There is a principle in worldwide Anglicanism called The Three-Legged Stool. Our faith, our belief and our practice are based on three things which together give balance: scripture, tradition and reason. We ignore any of the three, or give too much emphasis to any of the three at our peril.

So, as we’ve said, it had not been the tradition of our church to have women clergy. Was it that the Word of God, on those early occasions when this was questioned fell, as in the parable, on stony ground and those with ears didn’t hear? Or later, when attitudes were changing that the weeds grew up around the idea and strangled it and those with ears didn’t hear again? “Not now. The time’s not right.” But over time our understanding of the changes in human society, an application of our reason, and the spirit of the teaching of Jesus as found in scripture about the equality of all before God, has led us into a different understanding and a new tradition. Those with ears heard – at last.

It’s a good job God sows - and continues to sow - his Word so liberally, so generously and so extravagantly because sometimes it takes us an inordinately long to time before we hear it unencumbered by our own prejudices, agendas and cultural norms: challenging the status quo doesn’t happen easily and the church moves forward by consensus as it seeks to understand the mind and will of God and the outworking of his word.

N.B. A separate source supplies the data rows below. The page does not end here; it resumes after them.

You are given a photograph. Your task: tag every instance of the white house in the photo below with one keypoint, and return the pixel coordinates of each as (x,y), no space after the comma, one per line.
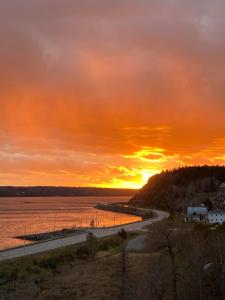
(219,200)
(222,187)
(197,214)
(216,216)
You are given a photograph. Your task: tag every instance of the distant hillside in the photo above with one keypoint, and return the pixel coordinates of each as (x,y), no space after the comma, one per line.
(175,190)
(46,191)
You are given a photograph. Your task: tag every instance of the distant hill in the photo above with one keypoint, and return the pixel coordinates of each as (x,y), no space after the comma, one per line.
(51,191)
(176,189)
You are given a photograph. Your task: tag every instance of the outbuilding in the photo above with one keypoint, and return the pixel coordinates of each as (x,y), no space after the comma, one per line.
(216,216)
(197,214)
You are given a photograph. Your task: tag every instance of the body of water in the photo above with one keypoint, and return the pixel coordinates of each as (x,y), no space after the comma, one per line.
(19,216)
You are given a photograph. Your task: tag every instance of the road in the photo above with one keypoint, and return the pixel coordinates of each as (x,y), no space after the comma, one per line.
(77,239)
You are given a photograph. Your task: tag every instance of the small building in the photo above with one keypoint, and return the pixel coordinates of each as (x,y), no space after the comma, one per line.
(222,187)
(216,217)
(219,200)
(197,214)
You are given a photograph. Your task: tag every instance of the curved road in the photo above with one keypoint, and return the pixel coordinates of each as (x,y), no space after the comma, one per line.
(76,239)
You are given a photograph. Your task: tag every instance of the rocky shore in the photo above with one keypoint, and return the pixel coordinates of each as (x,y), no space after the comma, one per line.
(38,237)
(125,209)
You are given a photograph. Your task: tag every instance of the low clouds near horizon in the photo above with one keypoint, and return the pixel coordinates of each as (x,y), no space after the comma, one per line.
(108,93)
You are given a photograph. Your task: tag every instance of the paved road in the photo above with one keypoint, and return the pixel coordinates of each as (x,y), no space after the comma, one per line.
(76,239)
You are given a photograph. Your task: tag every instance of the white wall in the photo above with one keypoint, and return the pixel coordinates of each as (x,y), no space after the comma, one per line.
(216,218)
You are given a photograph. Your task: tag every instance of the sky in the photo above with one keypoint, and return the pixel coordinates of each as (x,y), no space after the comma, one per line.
(109,92)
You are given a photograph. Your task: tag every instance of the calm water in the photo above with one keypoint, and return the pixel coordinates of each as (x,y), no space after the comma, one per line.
(32,215)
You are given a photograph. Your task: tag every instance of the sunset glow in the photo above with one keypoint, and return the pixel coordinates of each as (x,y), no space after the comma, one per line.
(109,95)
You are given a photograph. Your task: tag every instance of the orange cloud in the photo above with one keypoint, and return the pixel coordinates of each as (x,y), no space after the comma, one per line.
(108,93)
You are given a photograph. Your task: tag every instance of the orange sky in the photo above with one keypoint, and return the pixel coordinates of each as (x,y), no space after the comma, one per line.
(107,93)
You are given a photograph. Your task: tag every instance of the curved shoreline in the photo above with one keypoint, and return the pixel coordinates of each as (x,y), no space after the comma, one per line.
(72,240)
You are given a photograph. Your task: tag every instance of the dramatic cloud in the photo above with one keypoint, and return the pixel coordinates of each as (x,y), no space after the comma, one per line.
(109,92)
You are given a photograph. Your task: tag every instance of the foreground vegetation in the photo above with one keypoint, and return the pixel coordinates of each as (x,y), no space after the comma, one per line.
(179,261)
(74,272)
(175,190)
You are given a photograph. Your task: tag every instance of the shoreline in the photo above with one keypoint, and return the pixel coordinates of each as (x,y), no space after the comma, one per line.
(46,246)
(113,207)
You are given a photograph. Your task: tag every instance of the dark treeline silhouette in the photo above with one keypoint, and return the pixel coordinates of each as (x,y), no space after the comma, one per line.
(174,190)
(51,191)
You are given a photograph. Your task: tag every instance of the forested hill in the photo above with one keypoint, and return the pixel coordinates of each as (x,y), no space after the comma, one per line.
(176,189)
(54,191)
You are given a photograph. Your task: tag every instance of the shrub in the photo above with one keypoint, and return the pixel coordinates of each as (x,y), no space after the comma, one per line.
(92,243)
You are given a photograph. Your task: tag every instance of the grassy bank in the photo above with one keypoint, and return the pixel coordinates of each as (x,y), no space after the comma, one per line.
(62,273)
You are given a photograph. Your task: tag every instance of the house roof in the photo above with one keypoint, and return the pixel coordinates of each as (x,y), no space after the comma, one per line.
(197,210)
(216,211)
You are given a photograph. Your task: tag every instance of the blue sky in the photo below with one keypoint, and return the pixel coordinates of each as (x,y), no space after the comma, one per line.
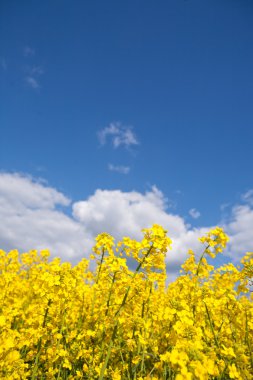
(144,96)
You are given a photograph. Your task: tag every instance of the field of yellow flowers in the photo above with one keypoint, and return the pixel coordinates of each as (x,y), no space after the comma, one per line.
(59,321)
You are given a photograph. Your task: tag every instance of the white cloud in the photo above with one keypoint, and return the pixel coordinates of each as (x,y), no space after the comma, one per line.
(119,135)
(28,51)
(119,169)
(30,219)
(33,217)
(32,82)
(195,214)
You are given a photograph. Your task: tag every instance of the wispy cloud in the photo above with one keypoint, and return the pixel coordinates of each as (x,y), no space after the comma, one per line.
(32,82)
(28,51)
(33,74)
(119,135)
(119,169)
(195,214)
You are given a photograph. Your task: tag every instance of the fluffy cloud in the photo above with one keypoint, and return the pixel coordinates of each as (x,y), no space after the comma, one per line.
(195,214)
(35,215)
(119,135)
(119,169)
(31,220)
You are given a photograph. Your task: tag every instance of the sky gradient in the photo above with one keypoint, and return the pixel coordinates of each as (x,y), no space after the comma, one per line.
(124,114)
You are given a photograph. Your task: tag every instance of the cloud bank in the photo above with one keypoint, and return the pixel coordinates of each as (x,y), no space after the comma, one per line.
(36,216)
(119,135)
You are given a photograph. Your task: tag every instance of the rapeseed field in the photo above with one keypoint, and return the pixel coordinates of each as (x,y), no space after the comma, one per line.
(59,321)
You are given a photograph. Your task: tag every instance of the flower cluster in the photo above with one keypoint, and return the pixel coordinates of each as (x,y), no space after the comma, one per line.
(59,321)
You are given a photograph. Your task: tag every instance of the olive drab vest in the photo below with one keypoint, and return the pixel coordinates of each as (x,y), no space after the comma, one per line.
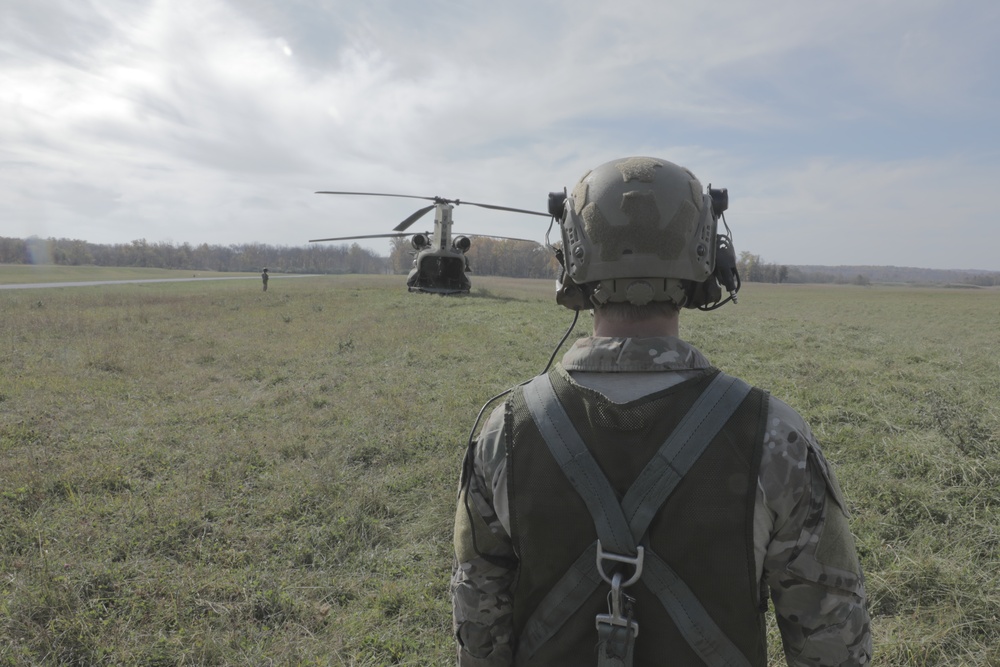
(633,524)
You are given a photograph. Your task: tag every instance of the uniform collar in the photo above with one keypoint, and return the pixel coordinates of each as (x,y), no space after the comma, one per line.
(621,355)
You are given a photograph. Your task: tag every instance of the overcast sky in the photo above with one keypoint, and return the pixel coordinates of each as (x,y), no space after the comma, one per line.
(847,131)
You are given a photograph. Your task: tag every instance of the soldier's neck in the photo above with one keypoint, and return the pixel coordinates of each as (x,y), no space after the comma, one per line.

You’ll often have had conversations with other Christians who call themselves “Bible-believing Christians”. For many who identify in that way that’s another way of saying that their belief is in Scripture as the ultimate authority: the only expression of the Word of God. Other denominations concentrate very heavily on church tradition. Neither is the Anglican way.

When we listen, as we do Sunday by Sunday to scripture read, have you ever thought to ask why it isn’t just left at that and why people like me are tasked with explaining it? Why? Because it’s part of our tradition to seek the guidance of the Holy Spirit to make that scripture speak to us in ways the written word doesn’t – can’t. Every week we’re encouraged from the pulpit to go away and think about what we’ve just heard; to use our God given intellect - reason, as the three legged stool has it - to understand what God is teaching us. At the end of our Biblical readings it tends to be our practice to respond, “This is the Word of The Lord. Thanks be to God.” Other congregations respond differently with, “Hear what the Spirit is saying to the church. Thanks be to God.” That’s a bit more challenging.

Now, if to you, that’s starting to sound as if I’m saying that we can play fast and loose with scripture, that’s not what I’m saying at all. Scripture is the Word of God and it is the foundation of our faith, but let’s not pretend that Scripture doesn’t sometimes confront us with problems that it can’t seem to solve by reference to its own texts: where there is confusion in ethics and doctrine, the New Testament trumps the Old. Where there is confusion in ethics and doctrine the spirit of the teaching of Jesus trumps Scripture, both Old and New Testaments. The Word of God also resides outside of scripture in the ongoing guidance of God’s Spirit who works in our hearts and minds to guide us into all truth.

But be wary: In Philippians St. Paul warns us to “work out our own salvation with fear and trembling.” Let’s take up that challenge by truly seeking to hear what the Spirit is saying to the church when we hear or read scripture and seek to discern the Word of God outside of scripture.